At the very end of the Old Town, weighed down with shopping bags that are bulky enough to make our tiny hand-luggage-only suitcases shudder in terror, we find the prettiest spot of all. Theres a big round gate, franed by bouganvillea. Through it you can see the bay. Across that, a fort and ancient windmills and a fluttering Greek flag. We take about a thousand photos. Then we realise thats it almost 4pm and we haven’t even yad lunch, let alone a wine.
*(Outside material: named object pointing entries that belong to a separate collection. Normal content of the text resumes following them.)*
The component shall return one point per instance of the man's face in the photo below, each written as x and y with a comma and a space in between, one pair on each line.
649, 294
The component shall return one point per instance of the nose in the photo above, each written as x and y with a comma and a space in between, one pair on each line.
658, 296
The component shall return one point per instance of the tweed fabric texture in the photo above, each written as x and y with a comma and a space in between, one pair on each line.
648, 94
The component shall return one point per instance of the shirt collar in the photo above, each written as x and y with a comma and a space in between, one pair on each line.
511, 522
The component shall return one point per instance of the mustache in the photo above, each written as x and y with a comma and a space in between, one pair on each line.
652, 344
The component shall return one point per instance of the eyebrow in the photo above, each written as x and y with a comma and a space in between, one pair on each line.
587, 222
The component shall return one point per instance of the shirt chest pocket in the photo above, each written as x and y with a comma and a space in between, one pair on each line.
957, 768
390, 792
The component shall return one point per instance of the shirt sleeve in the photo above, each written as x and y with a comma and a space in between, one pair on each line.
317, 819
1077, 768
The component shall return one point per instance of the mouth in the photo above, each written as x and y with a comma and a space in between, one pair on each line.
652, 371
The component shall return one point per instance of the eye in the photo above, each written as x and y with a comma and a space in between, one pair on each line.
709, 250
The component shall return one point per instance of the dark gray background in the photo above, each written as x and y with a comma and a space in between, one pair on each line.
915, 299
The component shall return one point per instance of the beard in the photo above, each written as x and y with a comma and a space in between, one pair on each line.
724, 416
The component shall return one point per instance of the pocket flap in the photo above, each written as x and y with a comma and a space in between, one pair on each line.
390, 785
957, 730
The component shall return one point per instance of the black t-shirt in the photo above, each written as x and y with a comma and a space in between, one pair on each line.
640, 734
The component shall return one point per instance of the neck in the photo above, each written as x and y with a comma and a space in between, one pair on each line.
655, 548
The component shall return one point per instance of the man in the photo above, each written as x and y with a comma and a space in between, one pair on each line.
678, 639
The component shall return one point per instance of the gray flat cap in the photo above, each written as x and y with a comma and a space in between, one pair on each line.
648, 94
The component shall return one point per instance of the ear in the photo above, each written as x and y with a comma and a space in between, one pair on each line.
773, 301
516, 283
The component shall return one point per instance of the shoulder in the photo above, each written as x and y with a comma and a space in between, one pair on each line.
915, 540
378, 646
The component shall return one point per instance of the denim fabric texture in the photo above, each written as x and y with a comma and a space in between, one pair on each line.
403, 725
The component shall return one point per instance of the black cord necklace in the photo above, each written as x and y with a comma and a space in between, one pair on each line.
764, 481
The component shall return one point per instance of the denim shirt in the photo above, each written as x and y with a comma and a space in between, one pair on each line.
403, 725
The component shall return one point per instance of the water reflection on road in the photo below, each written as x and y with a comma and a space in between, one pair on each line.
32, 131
This is a shame, because some wine would have made the ensuing situation — where we find ourselves, sweaty and dusty after an hour-long bus journey, at the wrong ‘Atrium’ hotel — a great deal funnier. However, all’s well that ends well and after being outraged at the prospect of paying €50 for a cab from the Atrium Palace to its sister hotel the Atrium Prestige, we finally check into our palatial / monstrous resort. Tired and no doubt swept us by the package holiday vibe that infuses the, admittedly beautiful, place — a smattering of Germans, a big batch of Brits, too many pools, towel cards — we brave the buffet for dinner. We should have known better. However, it’s ‘Greek night’ (surely it always should be?) and the food is actually quite good and Paris has her second great quote of the trip: ‘Just don’t pause in the eating, otherwise your body will realise you’re full!’